Preheat the oven to 170 degrees and grease a 23cm cake tin and line with parchment paper to the base and sides.
Start with the cake sponge, combine the eggs, sugar and vanilla extract and whisk until the eggs double in volume and turn pale and fluffy. When you lift up the whisk, the mixture should leave a ribbon like trail. Sift the flours and baking powder together into the eggs and sugar, whisk until just combined and add the boiling water whilst whisking so that the eggs do not cook with the heat of the water.
Pour the batter into the tin and cook for 35-40 minutes, or until you can insert a metal skewer and it comes out clean.
Whilst the cake is cooking it’s time to make the vanilla cream.
Combine all of the ingredients into a cold pan (this is so that the eggs do not scramble, by introducing heat gradually will result in a smoother cream). Make sure that the vanilla pod is split length-ways and the vanilla seeds have been scraped out into the cream. On a low heat stir the ingredients with a whisk until the mixture is as thick as custard, this should take 5-10 minutes, do not let it boil. Sieve the cream into a bowl to remove any lumps and place in the fridge to cool.
When the cake sponge has cooled slice it into three layers, these will be quite thin but they are fairly robust. Slice one punnet of the strawberries into quarters.
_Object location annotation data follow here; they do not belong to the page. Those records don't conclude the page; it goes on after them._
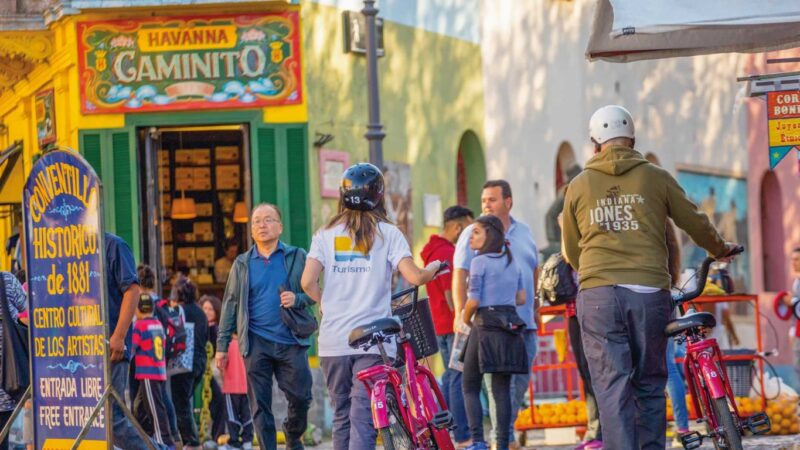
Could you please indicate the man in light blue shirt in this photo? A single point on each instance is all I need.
(496, 200)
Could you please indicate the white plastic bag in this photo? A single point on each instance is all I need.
(459, 342)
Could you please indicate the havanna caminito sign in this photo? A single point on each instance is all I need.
(180, 63)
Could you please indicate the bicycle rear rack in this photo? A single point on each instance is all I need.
(758, 423)
(691, 440)
(442, 420)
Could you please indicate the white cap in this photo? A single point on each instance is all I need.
(610, 122)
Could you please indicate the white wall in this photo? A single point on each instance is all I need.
(540, 91)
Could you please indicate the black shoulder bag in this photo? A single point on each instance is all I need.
(15, 363)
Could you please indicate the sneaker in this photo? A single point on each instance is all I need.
(594, 444)
(676, 441)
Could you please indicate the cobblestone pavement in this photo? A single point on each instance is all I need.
(752, 443)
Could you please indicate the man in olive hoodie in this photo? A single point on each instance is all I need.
(615, 217)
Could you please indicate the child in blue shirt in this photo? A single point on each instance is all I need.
(495, 344)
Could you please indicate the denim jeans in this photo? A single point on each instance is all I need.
(675, 388)
(519, 386)
(125, 435)
(289, 365)
(451, 389)
(353, 427)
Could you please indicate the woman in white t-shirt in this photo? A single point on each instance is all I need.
(358, 251)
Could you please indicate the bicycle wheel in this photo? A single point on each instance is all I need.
(395, 436)
(730, 432)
Take the bottom cake layer and place onto your desired cake platter. Drizzle the sponge layer with either the amaretto or the tinned peach juice, this depends on whether you want to be naughty or nice, this keeps the sponge moist Split the vanilla cream into two and spread the first layer with half, top this with half of the sliced strawberries. Top this with a second layer of sponge and repeat the process with the juice/amaretto, vanilla cream and strawberries. Drizzle the top layer of the sponge on both sides with your desired moistener. Place onto of the other two layers. Whisk the double cream, vanilla and icing sugar together for the topping, this should only reach soft peaks. Spread the cream over the final layer and decorate with the remaining half of the strawberries, I like to leave the stalks on the strawberries, I half some and keep some whole, this just adds to the rustic charm. To finish, dust the cake with icing sugar.